Dark Matter May Not Be That Mysterious After All
A recent paper hypothesizes that the material that comprises most of the matter in the universe may consist of a type of theoretical particle whose signature has already been detected by scientists.
Kecia Lynn has worked as a technical writer, editor, software developer, arts administrator, summer camp director, and television host. A graduate of Case Western Reserve University and the Iowa Writers' Workshop, she is currently living in Iowa City and working on her first novel.
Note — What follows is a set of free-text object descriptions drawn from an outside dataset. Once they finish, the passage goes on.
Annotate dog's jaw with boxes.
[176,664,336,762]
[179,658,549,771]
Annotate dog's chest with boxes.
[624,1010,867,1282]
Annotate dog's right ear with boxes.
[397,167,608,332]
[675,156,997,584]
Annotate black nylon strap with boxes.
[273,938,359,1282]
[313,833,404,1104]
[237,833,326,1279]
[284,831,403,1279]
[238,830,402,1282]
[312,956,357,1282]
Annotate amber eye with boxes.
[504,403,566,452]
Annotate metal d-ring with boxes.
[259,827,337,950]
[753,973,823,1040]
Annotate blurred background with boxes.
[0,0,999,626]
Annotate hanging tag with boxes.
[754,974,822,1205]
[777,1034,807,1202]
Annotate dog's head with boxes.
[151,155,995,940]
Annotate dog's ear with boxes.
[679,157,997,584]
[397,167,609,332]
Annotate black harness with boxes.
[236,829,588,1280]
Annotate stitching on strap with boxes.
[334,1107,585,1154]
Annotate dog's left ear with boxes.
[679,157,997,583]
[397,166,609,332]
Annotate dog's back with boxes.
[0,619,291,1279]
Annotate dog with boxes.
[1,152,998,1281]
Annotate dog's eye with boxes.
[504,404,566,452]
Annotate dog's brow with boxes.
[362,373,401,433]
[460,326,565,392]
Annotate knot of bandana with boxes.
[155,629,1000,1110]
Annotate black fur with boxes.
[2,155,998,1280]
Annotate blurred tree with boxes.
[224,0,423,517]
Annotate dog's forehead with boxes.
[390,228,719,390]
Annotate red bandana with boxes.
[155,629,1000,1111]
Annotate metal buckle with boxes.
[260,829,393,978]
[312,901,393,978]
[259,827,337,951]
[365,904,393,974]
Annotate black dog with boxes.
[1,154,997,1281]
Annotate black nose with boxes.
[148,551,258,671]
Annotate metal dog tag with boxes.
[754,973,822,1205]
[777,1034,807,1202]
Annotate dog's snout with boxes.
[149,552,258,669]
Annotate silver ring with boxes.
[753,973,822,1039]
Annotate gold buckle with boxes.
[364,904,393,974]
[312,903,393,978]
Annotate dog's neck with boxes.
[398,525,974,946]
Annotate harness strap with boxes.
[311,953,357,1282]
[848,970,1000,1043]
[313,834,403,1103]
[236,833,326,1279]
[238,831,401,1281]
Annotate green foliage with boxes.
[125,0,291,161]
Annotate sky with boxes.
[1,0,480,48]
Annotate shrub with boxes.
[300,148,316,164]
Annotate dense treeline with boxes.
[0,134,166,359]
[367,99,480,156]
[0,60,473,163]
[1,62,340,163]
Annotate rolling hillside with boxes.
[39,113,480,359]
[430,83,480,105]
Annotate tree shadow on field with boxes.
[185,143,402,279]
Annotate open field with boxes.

What's the Latest Development?
Vanderbilt University professor Robert Scherrer and post-doctoral fellow Chiu Man Ho have developed a hypothesis on the composition of dark matter that, unlike other attempts at explanation, can be readily tested using existing underground detectors. Their focus is on the Majorana fermion, a theoretical particle that exhibits a different kind of electromagnetism than most other particles and is undetectable unless it's moving very quickly. "If dark matter, which is thought to be moving much more slowly than it was at the dawn of the universe, is made of Majorana fermions, then that could explain why it's been so hard to spot."
What's the Big Idea?
Scientists speculate that dark matter makes up about 85 percent of all matter in the universe. The current theory concerning its composition is that it's made of weakly interacting massive particles (WIMPs) left over after the Big Bang. However, nobody has been able to definitively detect a WIMP. Scherrer and Ho's paper, which appeared in a recent issue of Physics Letters B, predicts the rate at which Majorana fermions should appear in the underground detectors and indicates that their existence should soon be discovered or ruled out. Unlike WIMPs, Majorana fermions -- or at least their signatures -- have been detected in past research using crystalline wires.